Right now acorn woodpeckers are preparing for the coming winter. These birds, like nearly all woodpeckers, are black and white with a splotch of red on their head. They are usually described as having a clown's face. This, coupled with their raucous laugh, makes them easy to find throughout California.
As the name indicates they are closely associated with oak trees. Extended family groups of them are busy now stocking collective granaries. The birds gather acorns and stuff them into holes they have drilled into the bark of large trees, providing food for later in the season.
But their unique claim to fame -- to quote Walt Koenig, the researcher who studied them for 30 years -- is their bizarre sexual behavior. In a granary group, there can be up to six males cobreeders with three female cobreeders and six or more non-breeding helpers. The six males are all related, as either brothers or fathers and sons but they compete for sexual access to the three females, who are also related to each other. The females lay eggs all in one nest. After the eggs hatch not only do the breeding males and females help provision the young but the helpers also help. And just who are these helpers? They are the young, both male and female, from previous years. Sure sounds like one big happy family -- but not so fast.
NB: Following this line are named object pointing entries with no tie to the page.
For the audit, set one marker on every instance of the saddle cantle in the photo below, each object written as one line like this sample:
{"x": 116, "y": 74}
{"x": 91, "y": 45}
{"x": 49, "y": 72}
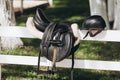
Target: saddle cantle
{"x": 58, "y": 35}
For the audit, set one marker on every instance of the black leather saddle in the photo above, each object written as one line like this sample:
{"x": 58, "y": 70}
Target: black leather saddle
{"x": 57, "y": 36}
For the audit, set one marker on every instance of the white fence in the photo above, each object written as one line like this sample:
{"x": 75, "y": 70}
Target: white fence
{"x": 107, "y": 35}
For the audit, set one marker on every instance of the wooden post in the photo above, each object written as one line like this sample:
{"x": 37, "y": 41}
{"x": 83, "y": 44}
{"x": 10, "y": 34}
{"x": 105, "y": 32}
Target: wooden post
{"x": 0, "y": 72}
{"x": 50, "y": 2}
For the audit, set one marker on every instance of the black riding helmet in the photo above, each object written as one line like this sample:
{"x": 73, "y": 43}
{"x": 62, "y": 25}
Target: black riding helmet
{"x": 94, "y": 22}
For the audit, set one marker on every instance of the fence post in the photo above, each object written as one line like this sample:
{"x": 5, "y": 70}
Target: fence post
{"x": 0, "y": 72}
{"x": 50, "y": 2}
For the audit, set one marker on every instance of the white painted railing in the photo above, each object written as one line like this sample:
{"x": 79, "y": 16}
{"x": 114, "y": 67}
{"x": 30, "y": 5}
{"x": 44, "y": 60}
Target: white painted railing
{"x": 107, "y": 35}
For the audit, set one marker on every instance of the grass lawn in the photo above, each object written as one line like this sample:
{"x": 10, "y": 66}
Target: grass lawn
{"x": 69, "y": 11}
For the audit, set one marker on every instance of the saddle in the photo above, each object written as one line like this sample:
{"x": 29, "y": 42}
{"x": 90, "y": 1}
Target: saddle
{"x": 57, "y": 41}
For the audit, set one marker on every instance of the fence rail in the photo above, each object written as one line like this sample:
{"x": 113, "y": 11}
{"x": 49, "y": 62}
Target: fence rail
{"x": 107, "y": 35}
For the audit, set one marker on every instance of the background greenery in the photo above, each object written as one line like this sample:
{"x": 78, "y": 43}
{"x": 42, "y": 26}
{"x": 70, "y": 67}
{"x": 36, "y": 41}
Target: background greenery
{"x": 69, "y": 11}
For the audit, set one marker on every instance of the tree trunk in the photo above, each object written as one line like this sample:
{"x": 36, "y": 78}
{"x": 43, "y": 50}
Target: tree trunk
{"x": 117, "y": 15}
{"x": 7, "y": 18}
{"x": 99, "y": 7}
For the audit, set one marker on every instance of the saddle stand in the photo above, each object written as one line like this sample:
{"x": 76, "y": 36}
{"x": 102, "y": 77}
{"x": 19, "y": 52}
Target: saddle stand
{"x": 57, "y": 41}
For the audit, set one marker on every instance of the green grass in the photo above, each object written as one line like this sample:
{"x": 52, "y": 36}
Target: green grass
{"x": 70, "y": 11}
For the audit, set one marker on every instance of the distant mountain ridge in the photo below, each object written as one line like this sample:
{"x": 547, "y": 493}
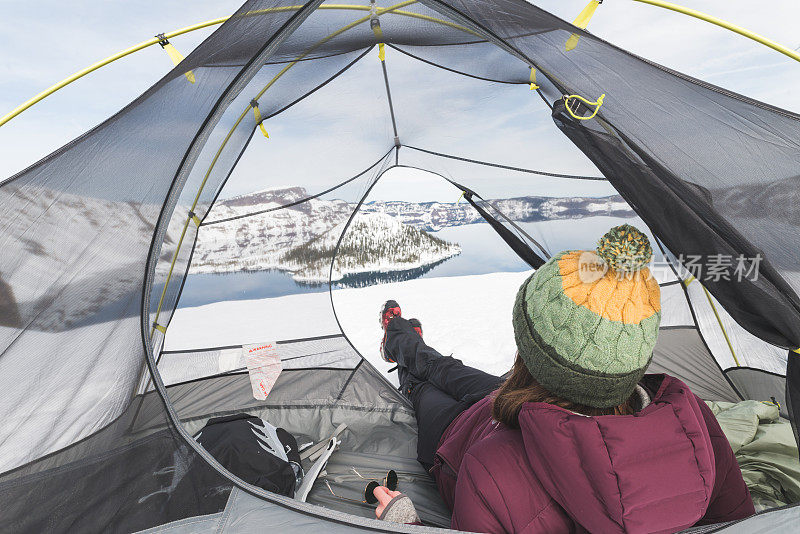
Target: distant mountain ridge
{"x": 274, "y": 238}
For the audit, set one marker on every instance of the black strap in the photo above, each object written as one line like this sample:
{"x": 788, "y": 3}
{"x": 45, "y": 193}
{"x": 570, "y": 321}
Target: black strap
{"x": 793, "y": 390}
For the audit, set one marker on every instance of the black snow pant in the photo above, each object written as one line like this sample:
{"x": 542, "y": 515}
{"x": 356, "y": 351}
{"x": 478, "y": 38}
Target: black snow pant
{"x": 439, "y": 387}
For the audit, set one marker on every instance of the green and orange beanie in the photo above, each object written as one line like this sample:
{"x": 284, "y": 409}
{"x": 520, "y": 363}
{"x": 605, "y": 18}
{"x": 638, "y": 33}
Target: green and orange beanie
{"x": 586, "y": 322}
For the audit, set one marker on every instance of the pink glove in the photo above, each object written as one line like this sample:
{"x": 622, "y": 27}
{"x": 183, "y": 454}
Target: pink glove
{"x": 394, "y": 506}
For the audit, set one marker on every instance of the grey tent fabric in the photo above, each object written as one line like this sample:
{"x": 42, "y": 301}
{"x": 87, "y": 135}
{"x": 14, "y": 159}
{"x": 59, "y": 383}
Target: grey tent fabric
{"x": 97, "y": 237}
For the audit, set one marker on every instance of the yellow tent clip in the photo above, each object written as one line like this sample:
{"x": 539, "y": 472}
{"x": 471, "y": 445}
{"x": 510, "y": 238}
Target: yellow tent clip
{"x": 376, "y": 28}
{"x": 596, "y": 104}
{"x": 195, "y": 219}
{"x": 259, "y": 120}
{"x": 173, "y": 54}
{"x": 533, "y": 79}
{"x": 581, "y": 21}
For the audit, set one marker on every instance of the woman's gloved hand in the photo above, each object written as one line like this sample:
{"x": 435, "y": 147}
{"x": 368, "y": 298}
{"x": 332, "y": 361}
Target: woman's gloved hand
{"x": 394, "y": 506}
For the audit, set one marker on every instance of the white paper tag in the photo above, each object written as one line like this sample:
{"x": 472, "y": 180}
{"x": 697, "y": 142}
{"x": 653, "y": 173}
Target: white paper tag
{"x": 263, "y": 366}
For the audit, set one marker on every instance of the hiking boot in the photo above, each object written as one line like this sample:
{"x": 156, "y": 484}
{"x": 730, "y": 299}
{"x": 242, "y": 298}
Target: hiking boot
{"x": 390, "y": 310}
{"x": 416, "y": 325}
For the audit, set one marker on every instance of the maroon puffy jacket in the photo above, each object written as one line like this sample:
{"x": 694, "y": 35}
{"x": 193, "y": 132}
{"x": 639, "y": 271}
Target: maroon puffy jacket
{"x": 663, "y": 469}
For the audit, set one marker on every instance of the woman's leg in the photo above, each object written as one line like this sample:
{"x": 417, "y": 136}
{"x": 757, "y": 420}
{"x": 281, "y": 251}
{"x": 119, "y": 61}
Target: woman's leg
{"x": 446, "y": 373}
{"x": 435, "y": 410}
{"x": 439, "y": 387}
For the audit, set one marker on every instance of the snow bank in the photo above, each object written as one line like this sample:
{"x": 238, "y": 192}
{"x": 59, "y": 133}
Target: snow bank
{"x": 466, "y": 316}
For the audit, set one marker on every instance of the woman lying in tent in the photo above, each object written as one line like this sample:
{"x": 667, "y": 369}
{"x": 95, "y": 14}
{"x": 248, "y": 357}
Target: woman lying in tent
{"x": 577, "y": 437}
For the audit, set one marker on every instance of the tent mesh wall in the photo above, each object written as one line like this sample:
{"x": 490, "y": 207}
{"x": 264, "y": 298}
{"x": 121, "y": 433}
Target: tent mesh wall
{"x": 98, "y": 236}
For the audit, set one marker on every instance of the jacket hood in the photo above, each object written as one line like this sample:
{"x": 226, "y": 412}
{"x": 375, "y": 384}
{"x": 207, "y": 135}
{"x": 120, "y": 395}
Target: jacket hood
{"x": 648, "y": 472}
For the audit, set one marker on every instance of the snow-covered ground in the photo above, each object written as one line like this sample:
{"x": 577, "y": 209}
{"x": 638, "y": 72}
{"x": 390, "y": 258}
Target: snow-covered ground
{"x": 466, "y": 316}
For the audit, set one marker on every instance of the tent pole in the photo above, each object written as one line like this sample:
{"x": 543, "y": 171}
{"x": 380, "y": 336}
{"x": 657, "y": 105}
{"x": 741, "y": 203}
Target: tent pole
{"x": 155, "y": 40}
{"x": 724, "y": 24}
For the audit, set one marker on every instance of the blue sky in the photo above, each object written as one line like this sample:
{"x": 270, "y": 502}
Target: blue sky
{"x": 43, "y": 42}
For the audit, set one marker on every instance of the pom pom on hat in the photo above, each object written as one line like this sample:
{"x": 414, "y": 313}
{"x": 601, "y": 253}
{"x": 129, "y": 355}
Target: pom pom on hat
{"x": 625, "y": 248}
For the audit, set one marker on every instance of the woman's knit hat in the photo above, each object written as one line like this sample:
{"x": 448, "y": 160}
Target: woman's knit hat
{"x": 586, "y": 322}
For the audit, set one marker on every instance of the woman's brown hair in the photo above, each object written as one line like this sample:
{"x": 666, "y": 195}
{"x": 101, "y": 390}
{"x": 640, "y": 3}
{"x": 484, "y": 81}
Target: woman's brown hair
{"x": 520, "y": 387}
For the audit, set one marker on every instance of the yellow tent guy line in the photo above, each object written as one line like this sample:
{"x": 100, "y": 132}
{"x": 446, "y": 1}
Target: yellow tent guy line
{"x": 721, "y": 327}
{"x": 155, "y": 40}
{"x": 241, "y": 117}
{"x": 691, "y": 279}
{"x": 724, "y": 24}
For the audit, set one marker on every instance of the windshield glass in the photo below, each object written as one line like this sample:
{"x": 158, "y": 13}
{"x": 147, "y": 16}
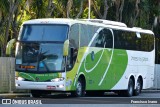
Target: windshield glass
{"x": 44, "y": 32}
{"x": 40, "y": 57}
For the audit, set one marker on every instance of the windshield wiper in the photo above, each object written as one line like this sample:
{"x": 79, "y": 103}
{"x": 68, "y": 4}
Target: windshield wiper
{"x": 39, "y": 58}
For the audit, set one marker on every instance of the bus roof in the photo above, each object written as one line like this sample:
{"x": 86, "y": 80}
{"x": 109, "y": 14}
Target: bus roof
{"x": 95, "y": 22}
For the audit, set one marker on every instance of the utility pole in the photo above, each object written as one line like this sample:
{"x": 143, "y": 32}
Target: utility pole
{"x": 89, "y": 9}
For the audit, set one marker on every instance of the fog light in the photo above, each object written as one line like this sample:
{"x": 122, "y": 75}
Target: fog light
{"x": 60, "y": 86}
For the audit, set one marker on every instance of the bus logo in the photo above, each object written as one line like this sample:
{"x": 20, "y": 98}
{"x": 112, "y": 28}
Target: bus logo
{"x": 92, "y": 55}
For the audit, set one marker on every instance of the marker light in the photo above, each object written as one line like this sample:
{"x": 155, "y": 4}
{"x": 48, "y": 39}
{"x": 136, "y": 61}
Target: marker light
{"x": 57, "y": 79}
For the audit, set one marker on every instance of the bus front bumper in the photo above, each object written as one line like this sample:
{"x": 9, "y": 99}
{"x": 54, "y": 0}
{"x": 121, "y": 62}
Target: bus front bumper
{"x": 30, "y": 85}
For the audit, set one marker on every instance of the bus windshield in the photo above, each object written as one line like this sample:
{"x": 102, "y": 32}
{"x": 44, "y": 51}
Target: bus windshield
{"x": 40, "y": 48}
{"x": 44, "y": 32}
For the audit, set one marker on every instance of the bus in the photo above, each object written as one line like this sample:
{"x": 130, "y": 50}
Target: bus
{"x": 83, "y": 57}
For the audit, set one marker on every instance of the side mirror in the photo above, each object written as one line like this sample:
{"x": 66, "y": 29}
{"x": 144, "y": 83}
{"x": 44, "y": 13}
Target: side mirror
{"x": 65, "y": 48}
{"x": 10, "y": 47}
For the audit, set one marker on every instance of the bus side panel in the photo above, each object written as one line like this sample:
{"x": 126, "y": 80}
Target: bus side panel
{"x": 139, "y": 64}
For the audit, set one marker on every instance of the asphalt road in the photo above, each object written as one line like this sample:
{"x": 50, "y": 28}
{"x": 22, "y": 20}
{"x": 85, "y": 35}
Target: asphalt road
{"x": 145, "y": 99}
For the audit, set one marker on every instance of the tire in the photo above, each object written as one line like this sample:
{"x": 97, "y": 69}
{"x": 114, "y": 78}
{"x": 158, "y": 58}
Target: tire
{"x": 130, "y": 90}
{"x": 35, "y": 93}
{"x": 137, "y": 91}
{"x": 79, "y": 89}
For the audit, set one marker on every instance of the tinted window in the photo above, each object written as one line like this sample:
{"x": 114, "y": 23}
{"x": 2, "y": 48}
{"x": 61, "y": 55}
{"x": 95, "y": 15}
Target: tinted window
{"x": 103, "y": 39}
{"x": 130, "y": 41}
{"x": 41, "y": 32}
{"x": 74, "y": 36}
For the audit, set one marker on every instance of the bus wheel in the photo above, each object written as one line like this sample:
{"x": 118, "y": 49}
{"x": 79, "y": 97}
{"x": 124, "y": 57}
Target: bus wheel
{"x": 79, "y": 89}
{"x": 35, "y": 93}
{"x": 129, "y": 91}
{"x": 138, "y": 87}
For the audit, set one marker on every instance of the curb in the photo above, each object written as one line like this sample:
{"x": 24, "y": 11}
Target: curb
{"x": 14, "y": 95}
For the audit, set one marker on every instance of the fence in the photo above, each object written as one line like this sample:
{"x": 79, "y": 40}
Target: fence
{"x": 7, "y": 79}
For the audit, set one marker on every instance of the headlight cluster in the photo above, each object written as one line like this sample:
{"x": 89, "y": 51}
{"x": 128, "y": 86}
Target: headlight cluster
{"x": 57, "y": 79}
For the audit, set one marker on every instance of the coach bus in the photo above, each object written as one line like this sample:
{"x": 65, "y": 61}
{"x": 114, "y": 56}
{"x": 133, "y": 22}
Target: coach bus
{"x": 80, "y": 56}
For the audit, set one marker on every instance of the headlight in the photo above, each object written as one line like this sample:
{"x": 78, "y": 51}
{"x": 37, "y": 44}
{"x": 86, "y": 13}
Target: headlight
{"x": 57, "y": 79}
{"x": 20, "y": 78}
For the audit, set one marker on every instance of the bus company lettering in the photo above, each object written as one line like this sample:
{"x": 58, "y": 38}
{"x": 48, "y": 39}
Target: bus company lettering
{"x": 141, "y": 59}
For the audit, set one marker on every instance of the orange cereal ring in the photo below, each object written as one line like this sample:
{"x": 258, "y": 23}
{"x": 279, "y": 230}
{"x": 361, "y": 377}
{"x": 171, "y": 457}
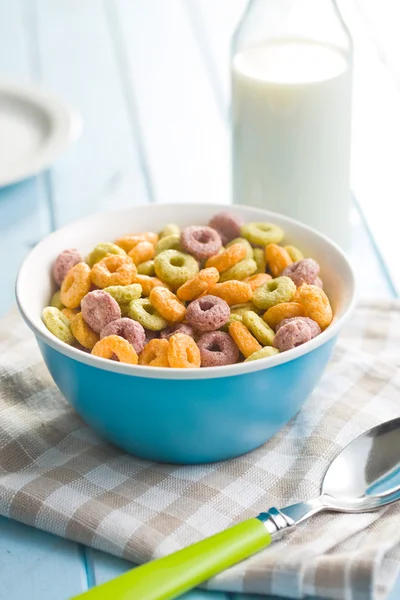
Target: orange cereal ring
{"x": 148, "y": 283}
{"x": 83, "y": 333}
{"x": 246, "y": 342}
{"x": 285, "y": 310}
{"x": 113, "y": 270}
{"x": 155, "y": 353}
{"x": 114, "y": 344}
{"x": 316, "y": 304}
{"x": 76, "y": 285}
{"x": 197, "y": 285}
{"x": 142, "y": 252}
{"x": 70, "y": 313}
{"x": 277, "y": 259}
{"x": 127, "y": 242}
{"x": 167, "y": 304}
{"x": 232, "y": 291}
{"x": 256, "y": 280}
{"x": 228, "y": 258}
{"x": 183, "y": 352}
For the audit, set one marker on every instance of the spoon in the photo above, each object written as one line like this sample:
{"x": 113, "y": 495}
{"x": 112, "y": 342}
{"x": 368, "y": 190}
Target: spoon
{"x": 363, "y": 477}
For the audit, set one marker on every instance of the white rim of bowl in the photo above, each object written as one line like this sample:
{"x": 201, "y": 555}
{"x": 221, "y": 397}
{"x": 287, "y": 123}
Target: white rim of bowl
{"x": 203, "y": 372}
{"x": 66, "y": 121}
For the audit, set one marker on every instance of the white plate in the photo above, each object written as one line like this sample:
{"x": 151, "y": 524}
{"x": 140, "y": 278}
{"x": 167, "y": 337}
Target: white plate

To prevent incest, the non-breeders must leave their family of origin and join another nearby family group. This only happens when a vacancy occurs due to death of a breeder. A pair of same-sex birds from one group fights another pair of same-sex birds for dominance and therefore entrance into the new family. These are very intense brawls Dr. Koenig calls "power struggles." The losers have to return to their natal group as helpers until another opportunity arises. Koenig has also found that joint-nesting females will sometimes destroy each other's eggs.
Who knew about this ongoing soap opera in the woodpecker world?